An internal MTA memo obtained by Gothamist shows that on Jan. 11 the LIRR operated 40 empty trains in or out of the station, dubbed Grand Central Madison. MTA officials said the LIRR regularly tests the new service by running trains without riders.

Gerard Bringmann, an MTA board member, said he was told the agency plans to do another “dress rehearsal” of full service on Thursday with no riders aboard. MTA representatives declined to confirm the plan.

The MTA previously planned to open the station by the end of 2022, a deadline set after years of construction delays. The project was originally scheduled to wrap up in 2011.

“I’ll be retired before it happens,” said LIRR rider Kevin Brosnan, 60, after getting off a train at Penn Station.

Brosnan, who lives in Farmingdale and works on the Upper East Side, said the new service could save him an hour of commuting time per workday. “I'll believe it when it’s there, we’ve been hearing this for years,” he said.

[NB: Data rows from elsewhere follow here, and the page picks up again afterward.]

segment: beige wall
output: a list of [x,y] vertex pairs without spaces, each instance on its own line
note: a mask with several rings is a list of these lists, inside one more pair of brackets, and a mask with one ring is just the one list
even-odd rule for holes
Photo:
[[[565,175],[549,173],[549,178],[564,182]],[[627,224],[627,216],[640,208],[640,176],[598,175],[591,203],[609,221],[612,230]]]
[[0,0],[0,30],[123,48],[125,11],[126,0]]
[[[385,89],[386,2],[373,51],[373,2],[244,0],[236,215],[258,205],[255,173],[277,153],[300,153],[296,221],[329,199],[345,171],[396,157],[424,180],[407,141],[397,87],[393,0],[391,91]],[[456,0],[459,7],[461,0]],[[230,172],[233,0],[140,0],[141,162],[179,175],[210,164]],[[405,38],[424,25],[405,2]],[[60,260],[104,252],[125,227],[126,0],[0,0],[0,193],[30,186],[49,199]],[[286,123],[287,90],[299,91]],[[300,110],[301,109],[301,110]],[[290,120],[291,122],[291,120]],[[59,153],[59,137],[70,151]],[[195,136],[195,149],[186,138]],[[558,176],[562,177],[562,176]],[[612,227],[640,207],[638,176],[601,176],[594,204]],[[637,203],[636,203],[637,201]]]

The empty service on Jan. 11 was a dry run for what the MTA calls Grand Central Direct, a shuttle with up to two trains an hour between the new Midtown station and Jamaica Terminal. MTA officials announced the service last month as a temporarily truncated version of full service into the new station, which is slated to run up to 24 trains per hour.

But the debut hasn’t happened yet due to a problem with the ventilation system at Grand Central Madison.

The ghost trains are regularly running into the new station while LIRR riders wait for the MTA to fix the problem. The MTA has said the empty trains are used for training workers on the new tracks and terminal.

“Test trains that run sporadically are designed to familiarize staff with new tunnels, signals and related infrastructure,” MTA spokesperson David Steckel wrote in a statement.

Bringmann — who represents LIRR riders on the MTA board — said it’s good that the agency is running safety tests.

"While I'm disappointed with the ventilation issue that's holding up the opening of Grand Central Madison, when it comes to the MTA taking a PR hit versus the safety of our riders, it's a no brainer,” said Bringmann. “Rest assured, the responsible party for this delay, be it the contractor or the mechanical engineer, will be held accountable.”

When full train service to Grand Central Madison opens the MTA plans to boost LIRR train service by 41%.

To prepare, agency officials said the LIRR has hired 207 new workers. There are now 2,500 workers in total trained to operate service into the new terminal — all of whom had to learn how to run trains in the new tunnels and into the new terminal, officials said.

The project — which federal records show costs $11.6 billion, a figure that includes plans to purchase train cars for the service — promises “a new experience” for commuters. But so far the MTA hasn’t said when that experience will be available. While the project has been in the works for more than 20 years, MTA Chairman Janno Lieber last week promised it would be days and weeks, not months, until the service opens.

“It’s a little frustrating, I wish there was an actual opening date,” said LIRR rider Jessica Findlayter, 26, who commutes from Nassau County. She said the new station’s opening would save her two-and-a-half hours a day because her office is next to Grand Central Terminal. The new service would also keep her from paying two subway fares a day to get from Penn Station to Manhattan's East Side.

“I could wake up a little later, maybe make breakfast at home,” she said.

UPDATE: This story was updated with the MTA's reasoning for running empty trains and the project's cost estimate reported by the federal government.